ISSN der Zeitschrift

Bandtitel

Verlag

University of Oregon

Zusammenfassung

Gilles Deleuze’s interdisciplinary reception privileges the term, “assemblage,” but this translation runs the risk of appearing as jargon, whereas the original agencement would appear to a French audience as a more ordinary term. In the absence of a better alternative translation, I propose that we translate the problems motivating Deleuze’s word choice rather than the word, agencement, itself. I consult a wide range of the figures influential for Deleuze and Félix Guattari who are relevant for the many contexts in which agencement appears in their work. This leads me to propose design as suitable terrain for redescribing Deleuze’s philosophy. At the other end of the project, I note that design has its own share of problems.
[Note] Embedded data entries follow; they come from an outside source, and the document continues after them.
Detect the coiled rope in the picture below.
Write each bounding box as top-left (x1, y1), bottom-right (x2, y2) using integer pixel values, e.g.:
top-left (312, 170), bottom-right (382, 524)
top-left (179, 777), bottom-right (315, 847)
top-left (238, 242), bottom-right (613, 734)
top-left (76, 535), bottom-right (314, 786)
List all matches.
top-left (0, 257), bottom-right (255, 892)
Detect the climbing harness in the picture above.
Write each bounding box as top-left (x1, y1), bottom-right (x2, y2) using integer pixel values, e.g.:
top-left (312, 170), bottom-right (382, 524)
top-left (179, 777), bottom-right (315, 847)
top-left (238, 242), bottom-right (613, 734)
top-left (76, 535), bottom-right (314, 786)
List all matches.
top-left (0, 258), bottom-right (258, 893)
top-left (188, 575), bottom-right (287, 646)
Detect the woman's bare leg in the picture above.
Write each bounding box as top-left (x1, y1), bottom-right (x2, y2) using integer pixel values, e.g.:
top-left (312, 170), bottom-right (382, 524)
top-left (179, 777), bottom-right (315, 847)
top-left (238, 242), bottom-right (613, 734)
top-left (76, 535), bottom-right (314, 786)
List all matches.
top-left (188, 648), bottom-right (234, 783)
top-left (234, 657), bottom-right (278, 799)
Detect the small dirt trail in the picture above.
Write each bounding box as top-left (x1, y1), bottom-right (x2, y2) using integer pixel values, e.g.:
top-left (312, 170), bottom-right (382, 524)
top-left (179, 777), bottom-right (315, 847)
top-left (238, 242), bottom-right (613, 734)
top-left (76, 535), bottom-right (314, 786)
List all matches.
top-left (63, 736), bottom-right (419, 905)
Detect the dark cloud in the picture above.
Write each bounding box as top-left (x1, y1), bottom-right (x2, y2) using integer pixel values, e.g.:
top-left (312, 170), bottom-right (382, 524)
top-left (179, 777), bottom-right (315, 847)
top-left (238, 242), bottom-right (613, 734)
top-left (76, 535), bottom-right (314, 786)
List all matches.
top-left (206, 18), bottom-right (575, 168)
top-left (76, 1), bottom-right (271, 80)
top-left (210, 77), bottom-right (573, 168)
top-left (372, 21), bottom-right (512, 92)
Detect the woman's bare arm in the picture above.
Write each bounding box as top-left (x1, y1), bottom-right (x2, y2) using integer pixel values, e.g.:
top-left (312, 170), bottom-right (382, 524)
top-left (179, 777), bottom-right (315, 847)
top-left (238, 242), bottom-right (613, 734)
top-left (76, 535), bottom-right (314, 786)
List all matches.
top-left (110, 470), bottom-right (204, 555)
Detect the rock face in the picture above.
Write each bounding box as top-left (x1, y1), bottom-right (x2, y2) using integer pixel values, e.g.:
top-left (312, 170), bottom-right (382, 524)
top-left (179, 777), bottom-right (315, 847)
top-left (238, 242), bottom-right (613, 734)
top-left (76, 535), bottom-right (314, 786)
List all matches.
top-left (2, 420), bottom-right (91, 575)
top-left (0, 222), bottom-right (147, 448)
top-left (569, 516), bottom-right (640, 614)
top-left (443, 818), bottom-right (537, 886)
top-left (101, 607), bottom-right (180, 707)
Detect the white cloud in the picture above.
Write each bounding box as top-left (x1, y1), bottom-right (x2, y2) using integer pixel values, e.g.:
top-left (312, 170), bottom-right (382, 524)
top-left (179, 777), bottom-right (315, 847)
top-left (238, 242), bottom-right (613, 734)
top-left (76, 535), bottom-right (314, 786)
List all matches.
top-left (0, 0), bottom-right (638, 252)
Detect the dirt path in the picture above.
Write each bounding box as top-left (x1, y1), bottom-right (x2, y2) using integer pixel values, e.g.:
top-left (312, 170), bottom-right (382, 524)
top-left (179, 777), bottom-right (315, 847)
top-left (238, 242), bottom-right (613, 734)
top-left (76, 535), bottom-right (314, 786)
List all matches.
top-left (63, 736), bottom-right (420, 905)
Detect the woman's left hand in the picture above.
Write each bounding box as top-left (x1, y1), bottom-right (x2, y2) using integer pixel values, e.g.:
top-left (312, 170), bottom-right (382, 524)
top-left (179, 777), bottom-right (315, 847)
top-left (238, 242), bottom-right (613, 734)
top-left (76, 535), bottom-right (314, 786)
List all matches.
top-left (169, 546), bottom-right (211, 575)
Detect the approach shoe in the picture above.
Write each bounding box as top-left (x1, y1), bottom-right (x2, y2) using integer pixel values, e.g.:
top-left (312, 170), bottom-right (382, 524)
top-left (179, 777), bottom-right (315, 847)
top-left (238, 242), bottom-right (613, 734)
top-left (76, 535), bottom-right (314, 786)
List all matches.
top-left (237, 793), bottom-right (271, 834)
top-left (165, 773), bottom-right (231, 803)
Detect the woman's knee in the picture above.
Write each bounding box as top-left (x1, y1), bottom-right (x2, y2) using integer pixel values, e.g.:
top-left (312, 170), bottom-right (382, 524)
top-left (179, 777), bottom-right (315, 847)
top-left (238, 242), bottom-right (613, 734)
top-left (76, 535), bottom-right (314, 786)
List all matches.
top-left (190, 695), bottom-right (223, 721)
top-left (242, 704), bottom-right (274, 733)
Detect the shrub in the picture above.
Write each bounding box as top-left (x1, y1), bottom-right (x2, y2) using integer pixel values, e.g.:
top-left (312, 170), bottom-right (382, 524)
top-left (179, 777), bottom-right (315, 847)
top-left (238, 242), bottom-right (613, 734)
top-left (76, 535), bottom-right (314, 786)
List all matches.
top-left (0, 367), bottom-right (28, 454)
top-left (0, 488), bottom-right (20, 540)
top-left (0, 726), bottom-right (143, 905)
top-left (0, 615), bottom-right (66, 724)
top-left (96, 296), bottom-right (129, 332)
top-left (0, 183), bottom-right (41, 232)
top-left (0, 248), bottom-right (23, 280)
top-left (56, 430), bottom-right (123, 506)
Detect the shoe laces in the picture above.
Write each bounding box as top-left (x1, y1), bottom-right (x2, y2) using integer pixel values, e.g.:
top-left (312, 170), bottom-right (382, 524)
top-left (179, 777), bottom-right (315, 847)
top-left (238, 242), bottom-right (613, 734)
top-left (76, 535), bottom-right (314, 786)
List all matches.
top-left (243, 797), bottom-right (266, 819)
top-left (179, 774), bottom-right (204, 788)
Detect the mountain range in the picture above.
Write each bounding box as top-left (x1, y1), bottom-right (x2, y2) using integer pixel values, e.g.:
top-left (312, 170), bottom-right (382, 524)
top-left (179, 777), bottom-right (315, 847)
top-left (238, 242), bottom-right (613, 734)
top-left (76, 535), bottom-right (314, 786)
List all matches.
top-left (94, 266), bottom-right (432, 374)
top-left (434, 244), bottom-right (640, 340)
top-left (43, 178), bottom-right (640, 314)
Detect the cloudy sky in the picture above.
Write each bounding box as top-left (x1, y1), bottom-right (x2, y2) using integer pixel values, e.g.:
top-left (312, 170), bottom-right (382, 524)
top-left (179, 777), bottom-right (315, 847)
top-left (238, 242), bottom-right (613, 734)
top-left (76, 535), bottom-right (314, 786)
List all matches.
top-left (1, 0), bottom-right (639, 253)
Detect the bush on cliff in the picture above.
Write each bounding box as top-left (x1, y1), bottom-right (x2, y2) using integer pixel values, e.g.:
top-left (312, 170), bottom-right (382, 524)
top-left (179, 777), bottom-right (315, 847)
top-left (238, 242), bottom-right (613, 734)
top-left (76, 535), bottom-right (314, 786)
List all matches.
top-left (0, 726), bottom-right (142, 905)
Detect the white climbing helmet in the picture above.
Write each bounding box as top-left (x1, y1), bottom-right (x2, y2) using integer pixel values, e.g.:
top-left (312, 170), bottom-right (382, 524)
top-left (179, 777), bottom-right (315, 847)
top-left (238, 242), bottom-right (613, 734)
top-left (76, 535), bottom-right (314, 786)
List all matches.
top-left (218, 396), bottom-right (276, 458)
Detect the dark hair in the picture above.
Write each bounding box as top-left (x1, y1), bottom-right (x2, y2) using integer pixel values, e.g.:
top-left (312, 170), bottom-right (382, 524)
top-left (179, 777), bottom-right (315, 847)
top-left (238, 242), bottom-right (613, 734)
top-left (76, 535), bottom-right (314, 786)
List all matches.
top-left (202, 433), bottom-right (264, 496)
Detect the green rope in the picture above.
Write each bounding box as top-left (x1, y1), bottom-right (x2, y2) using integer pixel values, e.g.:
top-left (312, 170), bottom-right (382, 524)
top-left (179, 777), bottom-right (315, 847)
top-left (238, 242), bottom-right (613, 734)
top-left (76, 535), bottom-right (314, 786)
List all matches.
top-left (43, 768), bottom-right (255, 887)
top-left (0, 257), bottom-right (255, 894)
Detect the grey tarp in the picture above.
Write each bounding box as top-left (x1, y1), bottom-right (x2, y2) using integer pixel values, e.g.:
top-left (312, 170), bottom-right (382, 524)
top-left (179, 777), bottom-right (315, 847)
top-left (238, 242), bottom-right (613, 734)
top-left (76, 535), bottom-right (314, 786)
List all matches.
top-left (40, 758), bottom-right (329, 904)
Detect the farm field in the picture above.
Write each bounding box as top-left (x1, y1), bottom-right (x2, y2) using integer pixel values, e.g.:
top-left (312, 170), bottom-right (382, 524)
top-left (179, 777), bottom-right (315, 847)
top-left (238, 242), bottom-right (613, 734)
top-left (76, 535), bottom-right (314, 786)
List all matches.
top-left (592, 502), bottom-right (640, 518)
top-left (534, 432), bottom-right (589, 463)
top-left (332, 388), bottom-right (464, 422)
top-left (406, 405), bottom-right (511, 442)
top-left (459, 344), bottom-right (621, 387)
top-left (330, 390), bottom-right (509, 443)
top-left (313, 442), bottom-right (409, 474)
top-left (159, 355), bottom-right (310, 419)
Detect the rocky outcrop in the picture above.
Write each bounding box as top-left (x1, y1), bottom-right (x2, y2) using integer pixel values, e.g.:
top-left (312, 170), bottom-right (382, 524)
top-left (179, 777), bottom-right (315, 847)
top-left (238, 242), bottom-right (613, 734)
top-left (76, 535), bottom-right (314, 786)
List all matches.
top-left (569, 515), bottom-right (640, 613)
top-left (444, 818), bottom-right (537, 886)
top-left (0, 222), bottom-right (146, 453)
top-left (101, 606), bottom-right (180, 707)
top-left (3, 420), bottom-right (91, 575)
Theoretical approaches to design are often limited to particular kinds of design, and there are few efforts to reconcile design theories and definitions rooted in different designs, e.g. cinematography and engineering. Most accounts, though, define design primarily or exclusively in terms of its purpose or intended function. This poses problems for understanding changes in function and design’s unintended effects. Deleuze scholarship and design both have problems, and therefore I use each as an intervention into the other: design affords us the opportunity to redescribe Deleuze’s philosophy, while the problems at stake in Deleuze’s philosophy allows us to redescribe design and treat design in a more comprehensive manner. In the end, I propose that we understand agencement as the interaction between coinciding, heterogeneous considerations or perspectives of the same substance; a living room is a series of activities, a spatial configuration of things, a collection of ideas, an arena of feelings and affects, and so on. We can tell a similar story with design, which explains why intentional design decisions can have unintended consequences. I arrange furniture while considering quantity, but unbeknownst to me, the change in quantity results in a change in quality. Both agencement and design are ways of describing how considerations which are different in kind can nevertheless coincide and affect one another.